Through the focus groups, Clark said, she also realized that some members of the community who haven’t had direct experience with substance abuse, whether through their own struggle or a loved one’s, may not realize the full breadth and scope of the problem.
“They just think ‘Oh, they’re a bunch of druggies’ … and don’t understand until it touches their own or friends,” Clark said. “And even then they don’t sometimes. I think it’s a lack of understanding the information. When you hear it all the time, see the billboards all the time you think ‘OK, well it’s not happening in my house or to my family, so it’s not a real thing or a huge deal.’ … It doesn’t discriminate.”
“I think about my mom up in Clarysville reading the paper, and when she reads about someone who’s died, it’s probably that same kind of perception,” Kerns added. “And there’s probably a lot of folks out there like her, older folks who just aren’t as plugged inside to the community outside the paper who’d have that perception. … They don’t appreciate how it does cut across all levels of society, how no one is immune. I think that’s where a stigma program could come in to provide that education … that this cuts across every societal level, and you’re not a bad person.”
To a similar end, Kerns said he was surprised to learn how many people in recovery cited a particularly supportive listening ear from a peer recovery specialist — often someone who is in recovery themselves — as helpful in their journey.
“Just about everybody that spoke to us talked about the difference one counselor made in their life,” Kerns said. “It was one counselor that really cared, and in most cases it had been … someone who’d been there, done that. There was a real value they saw, and it impacted their lives, just the insight they could give and commitment that they had.”
Peer recovery approach
Executive director Susan Stewart said that in the Garrett County focus group, she’d heard from the participants that it was “all about the peer” when it came to folks in recovery finding someone they could be comfortable sharing their struggles with.
“They trusted a peer in recovery the most, and felt the most supported and connected to those who’d walked through the same thing they’d walked through,” Stewart said.
Though the peer recovery approach seems to be the most effective, the region’s relative geographic isolation can make it difficult for folks in recovery to even access the support systems they need.
“There’s a lot of trainings available, but they’re down in Rockville,” Kerns said. “You’ve got to be able to get to Rockville, put yourself up for two or three nights. So one of the things we’re saying going forward is how can we make that happen back here and make it easier so we can have more peer recovery specialists?”
“It’s harder to get the services the further you get from the center of the state,” Stewart said.
As so-called “compassion fatigue” grows among first responders tasked with handling an increasing amount of drug-related calls, Clark said, they, too, may begin to internalize some of the stigmatic elements.

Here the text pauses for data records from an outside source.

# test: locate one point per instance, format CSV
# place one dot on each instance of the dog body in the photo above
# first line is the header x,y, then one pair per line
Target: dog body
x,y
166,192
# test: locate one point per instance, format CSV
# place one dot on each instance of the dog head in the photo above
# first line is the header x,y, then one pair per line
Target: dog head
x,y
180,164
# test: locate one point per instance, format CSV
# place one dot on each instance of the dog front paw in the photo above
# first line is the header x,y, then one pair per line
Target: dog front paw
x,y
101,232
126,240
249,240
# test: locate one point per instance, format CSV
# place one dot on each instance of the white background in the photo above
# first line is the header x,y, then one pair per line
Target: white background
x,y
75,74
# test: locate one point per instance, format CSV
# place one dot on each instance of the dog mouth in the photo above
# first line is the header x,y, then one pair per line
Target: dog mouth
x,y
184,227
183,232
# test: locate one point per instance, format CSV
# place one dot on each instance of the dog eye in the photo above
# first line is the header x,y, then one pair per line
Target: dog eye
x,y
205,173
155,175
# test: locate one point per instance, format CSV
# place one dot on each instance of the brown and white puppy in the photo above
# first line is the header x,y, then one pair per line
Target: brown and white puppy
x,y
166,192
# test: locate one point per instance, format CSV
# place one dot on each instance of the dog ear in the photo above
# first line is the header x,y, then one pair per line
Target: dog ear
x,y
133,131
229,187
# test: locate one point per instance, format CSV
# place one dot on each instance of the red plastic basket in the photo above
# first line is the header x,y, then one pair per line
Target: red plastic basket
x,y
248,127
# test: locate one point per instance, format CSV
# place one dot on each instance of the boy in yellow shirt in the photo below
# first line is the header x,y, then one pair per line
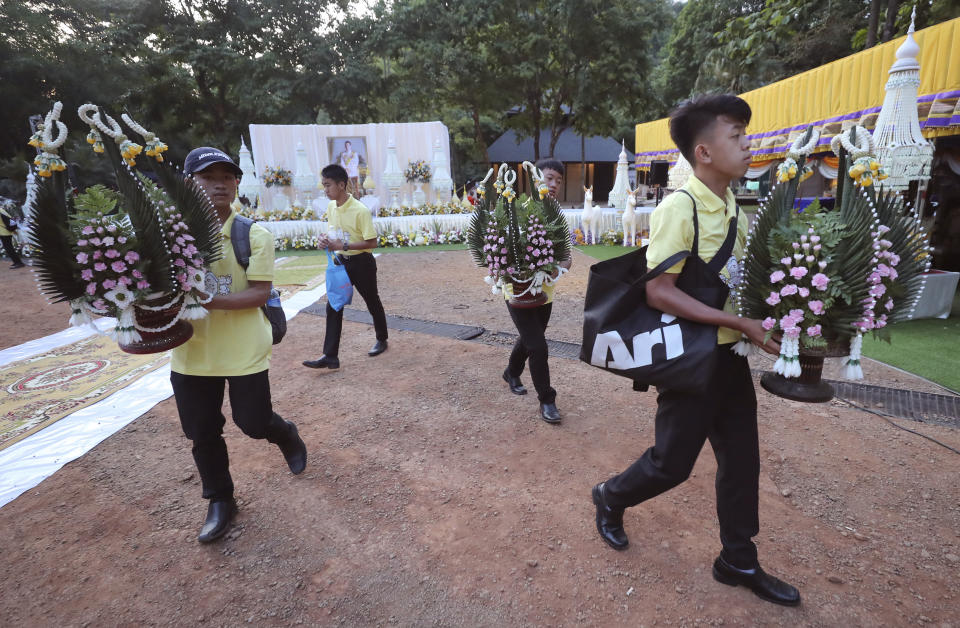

Kerns noted that part of the training that would be made available to first responders would entail giving them tools to support their own mental and physical well-being so that they can continue helping patients.
“I had one (first responder]) say to me ‘At what point do you just not do it anymore? When you’ve been to one house four times in a week, Narcan’d this person six times, it’s frustrating,’” Clark recalled.
Although stigma isn’t the only factor that affects substance abuse, Clark said, it’s one of the most imperative to bust, as silence often is the root of many of the compounding problems.
“That’s what our community needs to understand, that this can happen to anyone,” Clark said. “So stop judging everyone that has an issue. We all have issues, just to different degrees.”